Coinbase, Under Pressure From SEC, Shelves Interest Payments

Chris Gaetano
Published Date:
Sep 21, 2021
Cryptocurrency exchange Coinbase said that it is shelving plans for a new product that would let account holders earn interest on their assets due to the threat of litigation from the Securities and Exchange Commission (SEC), said

The product, called Lend, would allow eligible customers to earn interest on select assets on Coinbase, starting with a 4 percent annual percentage yield on USD Coin (USDC), a U.S. dollar-backed stablecoin (a type of cryptocurrency meant  to facilitate exchanges by holding more consistent value than other tokens).

The SEC, a few weeks ago, sent a notice to Coinbase threatening enforcement action should it launch the new product. Paul Grewal, the company's chief legal officer, expressed puzzlement at the SEC, saying that Coinbase has been in communications with the agency for months.

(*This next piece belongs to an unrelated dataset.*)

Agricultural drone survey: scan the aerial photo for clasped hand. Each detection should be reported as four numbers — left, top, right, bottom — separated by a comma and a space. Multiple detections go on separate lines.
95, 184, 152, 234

He added that Coinbase could have chosen to just add the product without notifying the SEC, noting that many other platforms have launched lending products this way. But it chose to proactively engage with the SEC because "Coinbase believes in the value of open and substantive dialogue with our regulators."

Brian Armstrong, the CEO, said in a Tweet later that, since then, the SEC has denied them a meeting to explain themselves (though an SEC representative said the agency has been meeting with representatives of the firm). Armstrong intimated that they might sue in the future, saying that maybe then they can get the regulatory clarity they'd need to successfully launch Lend.